Voilà 5 ans qu’elle est menée au sein de la Maison de l’emploi (MDE) de Marseille. La Gestion prévisionnelle territoriale des emplois et des compétences (GPECT), s’est affirmée au fil du temps comme un véritable outil de prospective. Car au fond, l’objet, c’est bien celui-là : anticiper les mutations en matière d’économie, les profils de postes dont les entreprises auront besoin à l’avenir et avancer dans le sens de l’adéquation entre offre et demande, en impulsant les cursus de formation nécessaires. Anticiper, ce n’est pas si simple : si l’on peut en effet se projeter en partie en tenant compte des évolutions amenées par les nouvelles technologies, les tendances de consommation émergentes, les politiques locales et/ou globales, on peut toutefois difficilement maîtriser l’entièreté des paramètres en la matière.

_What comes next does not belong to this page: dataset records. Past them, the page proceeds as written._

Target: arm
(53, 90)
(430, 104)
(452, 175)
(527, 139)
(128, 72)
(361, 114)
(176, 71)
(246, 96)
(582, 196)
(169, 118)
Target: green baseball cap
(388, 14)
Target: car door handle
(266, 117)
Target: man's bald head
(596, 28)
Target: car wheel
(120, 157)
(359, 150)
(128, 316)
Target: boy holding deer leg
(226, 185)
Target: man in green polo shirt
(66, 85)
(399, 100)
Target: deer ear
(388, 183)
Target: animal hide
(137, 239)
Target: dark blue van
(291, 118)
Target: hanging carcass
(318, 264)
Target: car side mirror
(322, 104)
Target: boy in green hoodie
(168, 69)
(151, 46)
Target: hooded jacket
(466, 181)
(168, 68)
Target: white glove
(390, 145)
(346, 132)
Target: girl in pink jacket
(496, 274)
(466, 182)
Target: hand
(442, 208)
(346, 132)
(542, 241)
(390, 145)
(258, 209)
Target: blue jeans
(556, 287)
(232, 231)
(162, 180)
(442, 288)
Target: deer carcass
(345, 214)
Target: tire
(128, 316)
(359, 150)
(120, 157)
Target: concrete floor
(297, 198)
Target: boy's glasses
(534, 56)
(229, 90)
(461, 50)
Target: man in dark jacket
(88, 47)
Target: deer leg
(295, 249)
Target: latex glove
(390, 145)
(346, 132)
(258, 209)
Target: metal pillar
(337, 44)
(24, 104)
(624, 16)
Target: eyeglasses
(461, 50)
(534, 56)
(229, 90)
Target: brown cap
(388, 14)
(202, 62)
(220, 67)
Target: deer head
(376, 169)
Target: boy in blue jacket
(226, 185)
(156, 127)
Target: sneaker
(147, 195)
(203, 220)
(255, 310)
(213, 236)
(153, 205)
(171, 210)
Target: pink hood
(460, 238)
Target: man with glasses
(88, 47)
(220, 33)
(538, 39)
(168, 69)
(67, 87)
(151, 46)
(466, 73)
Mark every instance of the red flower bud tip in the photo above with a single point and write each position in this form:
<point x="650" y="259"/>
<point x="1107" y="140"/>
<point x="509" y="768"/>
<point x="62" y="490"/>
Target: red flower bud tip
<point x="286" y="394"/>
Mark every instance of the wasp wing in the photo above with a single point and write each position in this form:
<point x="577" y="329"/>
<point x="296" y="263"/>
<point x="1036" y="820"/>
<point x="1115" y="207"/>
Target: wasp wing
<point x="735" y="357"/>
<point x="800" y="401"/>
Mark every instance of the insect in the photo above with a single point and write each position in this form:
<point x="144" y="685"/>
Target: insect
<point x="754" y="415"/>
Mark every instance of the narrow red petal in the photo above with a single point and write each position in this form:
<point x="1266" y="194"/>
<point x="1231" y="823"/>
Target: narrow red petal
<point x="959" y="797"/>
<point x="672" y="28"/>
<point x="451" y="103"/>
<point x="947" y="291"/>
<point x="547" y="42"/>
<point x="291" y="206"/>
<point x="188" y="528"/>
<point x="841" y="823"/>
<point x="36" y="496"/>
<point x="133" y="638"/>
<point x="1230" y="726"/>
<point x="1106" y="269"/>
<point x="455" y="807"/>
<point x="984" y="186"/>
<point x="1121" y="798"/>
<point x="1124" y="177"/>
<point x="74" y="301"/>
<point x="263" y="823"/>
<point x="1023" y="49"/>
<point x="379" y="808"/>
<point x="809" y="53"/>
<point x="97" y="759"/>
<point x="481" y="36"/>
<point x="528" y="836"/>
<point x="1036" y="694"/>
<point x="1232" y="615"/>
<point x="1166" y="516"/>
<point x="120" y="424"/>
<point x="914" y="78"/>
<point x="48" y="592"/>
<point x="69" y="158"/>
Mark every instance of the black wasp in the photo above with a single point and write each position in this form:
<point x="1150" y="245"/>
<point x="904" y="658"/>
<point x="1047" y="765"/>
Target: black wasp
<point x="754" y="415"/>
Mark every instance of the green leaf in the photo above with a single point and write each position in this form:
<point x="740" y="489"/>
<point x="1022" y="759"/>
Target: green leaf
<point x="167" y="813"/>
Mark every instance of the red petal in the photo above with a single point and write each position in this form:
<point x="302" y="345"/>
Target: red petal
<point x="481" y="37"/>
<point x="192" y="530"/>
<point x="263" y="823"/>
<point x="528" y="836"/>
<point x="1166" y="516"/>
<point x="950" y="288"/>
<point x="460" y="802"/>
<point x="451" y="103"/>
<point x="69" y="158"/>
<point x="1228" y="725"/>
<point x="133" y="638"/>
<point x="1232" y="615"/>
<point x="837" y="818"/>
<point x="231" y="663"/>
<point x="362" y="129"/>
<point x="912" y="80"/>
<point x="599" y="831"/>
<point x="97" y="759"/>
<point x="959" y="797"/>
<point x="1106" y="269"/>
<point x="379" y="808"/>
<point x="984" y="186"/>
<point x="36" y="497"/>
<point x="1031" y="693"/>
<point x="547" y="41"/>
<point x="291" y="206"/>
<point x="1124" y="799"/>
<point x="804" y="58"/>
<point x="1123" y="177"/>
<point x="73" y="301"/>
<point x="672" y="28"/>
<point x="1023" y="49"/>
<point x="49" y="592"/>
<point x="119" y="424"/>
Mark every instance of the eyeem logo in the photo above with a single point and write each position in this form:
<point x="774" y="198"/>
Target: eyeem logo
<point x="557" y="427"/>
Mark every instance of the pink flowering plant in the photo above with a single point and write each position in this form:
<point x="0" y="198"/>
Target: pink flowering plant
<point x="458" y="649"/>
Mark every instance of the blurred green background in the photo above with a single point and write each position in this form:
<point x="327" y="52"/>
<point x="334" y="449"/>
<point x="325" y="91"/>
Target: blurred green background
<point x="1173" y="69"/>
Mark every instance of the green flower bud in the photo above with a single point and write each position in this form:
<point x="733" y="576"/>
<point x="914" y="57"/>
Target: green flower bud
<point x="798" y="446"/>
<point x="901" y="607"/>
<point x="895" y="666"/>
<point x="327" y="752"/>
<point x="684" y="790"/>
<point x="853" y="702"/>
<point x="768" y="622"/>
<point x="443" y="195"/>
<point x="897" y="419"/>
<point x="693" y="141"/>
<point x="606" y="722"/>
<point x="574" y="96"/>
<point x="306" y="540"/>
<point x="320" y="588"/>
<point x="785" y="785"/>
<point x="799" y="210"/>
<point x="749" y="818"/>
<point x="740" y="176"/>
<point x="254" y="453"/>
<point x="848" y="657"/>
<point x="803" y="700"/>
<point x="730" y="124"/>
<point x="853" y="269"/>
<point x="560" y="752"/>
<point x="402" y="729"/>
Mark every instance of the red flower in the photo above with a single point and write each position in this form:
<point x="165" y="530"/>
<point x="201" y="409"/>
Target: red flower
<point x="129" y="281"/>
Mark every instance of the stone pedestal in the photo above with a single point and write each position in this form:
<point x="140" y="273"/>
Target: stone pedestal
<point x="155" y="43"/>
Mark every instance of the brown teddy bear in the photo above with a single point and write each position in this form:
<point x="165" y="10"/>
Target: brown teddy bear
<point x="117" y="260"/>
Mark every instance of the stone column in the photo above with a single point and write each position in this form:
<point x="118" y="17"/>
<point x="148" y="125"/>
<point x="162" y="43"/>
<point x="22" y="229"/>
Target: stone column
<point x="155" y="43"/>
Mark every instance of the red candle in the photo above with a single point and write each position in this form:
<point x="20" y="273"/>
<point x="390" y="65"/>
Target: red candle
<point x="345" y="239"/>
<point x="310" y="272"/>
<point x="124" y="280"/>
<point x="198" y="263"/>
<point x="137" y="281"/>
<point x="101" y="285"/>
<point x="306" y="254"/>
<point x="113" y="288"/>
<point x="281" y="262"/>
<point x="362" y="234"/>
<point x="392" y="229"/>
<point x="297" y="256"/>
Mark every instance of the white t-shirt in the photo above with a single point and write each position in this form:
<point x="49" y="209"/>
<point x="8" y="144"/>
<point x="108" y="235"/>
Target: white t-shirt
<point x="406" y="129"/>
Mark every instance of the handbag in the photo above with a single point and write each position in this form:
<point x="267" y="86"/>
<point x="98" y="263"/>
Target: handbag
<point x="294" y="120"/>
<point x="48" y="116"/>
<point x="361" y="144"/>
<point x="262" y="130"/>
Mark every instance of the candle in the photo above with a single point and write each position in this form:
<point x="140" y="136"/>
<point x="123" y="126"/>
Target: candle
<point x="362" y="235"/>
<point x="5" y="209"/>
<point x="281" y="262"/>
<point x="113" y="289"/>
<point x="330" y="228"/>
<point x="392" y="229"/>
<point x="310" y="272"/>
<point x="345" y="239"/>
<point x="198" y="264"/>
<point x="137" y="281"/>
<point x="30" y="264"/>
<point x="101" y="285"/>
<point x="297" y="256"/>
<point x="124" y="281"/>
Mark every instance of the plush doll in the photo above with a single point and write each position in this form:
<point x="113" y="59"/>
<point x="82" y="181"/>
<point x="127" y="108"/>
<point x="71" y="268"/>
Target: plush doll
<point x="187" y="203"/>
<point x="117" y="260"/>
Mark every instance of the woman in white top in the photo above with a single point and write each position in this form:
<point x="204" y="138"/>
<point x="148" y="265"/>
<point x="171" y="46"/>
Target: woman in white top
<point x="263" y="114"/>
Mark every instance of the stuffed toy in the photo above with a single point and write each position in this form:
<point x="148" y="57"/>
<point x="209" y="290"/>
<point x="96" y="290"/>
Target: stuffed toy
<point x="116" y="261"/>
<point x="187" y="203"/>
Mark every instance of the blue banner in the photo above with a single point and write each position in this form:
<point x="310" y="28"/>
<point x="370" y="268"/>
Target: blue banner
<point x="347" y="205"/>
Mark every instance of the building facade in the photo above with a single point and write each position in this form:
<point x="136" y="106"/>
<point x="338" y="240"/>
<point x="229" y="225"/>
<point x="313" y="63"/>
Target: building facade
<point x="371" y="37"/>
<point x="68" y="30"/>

Mais ce challenge, la MDE locale a toutefois entrepris de le relever, en se focalisant sur quatre filières prioritaires. «C’est notre gouvernance, composée du Pôle Emploi, de la ville de Marseille et de l’État, via la Direccte, qui a déterminé ces secteurs. Parmi ceux-ci, la réparation navale, l’économie numérique, le commerce et la logistique», détaille Stéphanie Chauvet, directrice de la Maison de l’Emploi de Marseille. Les constats qui ont amené à prioriser sur ces quatre filières ? Ils sont divers. Ce peut être pour redonner du lustre à un secteur d’activité traditionnel qui a connu des revers. C’est le cas de la réparation navale, «autrefois prégnante. Il y a eu fermeture des chantiers, mais pour autant, on cultive la volonté de remettre la filière à flot. Il ne faut pas oublier que l’on a la plus grande forme au monde, un nombre de croisiéristes toujours croissant… » Ce peut être aussi pour agir en appui de secteurs qui connaissent des difficultés en termes de recrutements, à l’instar du commerce ou de la logistique. Enfin, c’est aussi pour accompagner les mutations économiques et ne pas rester sur le quai, au passage du train de l’innovation et de la modernité. Et cela, c’est clairement le cas avec la filière numérique.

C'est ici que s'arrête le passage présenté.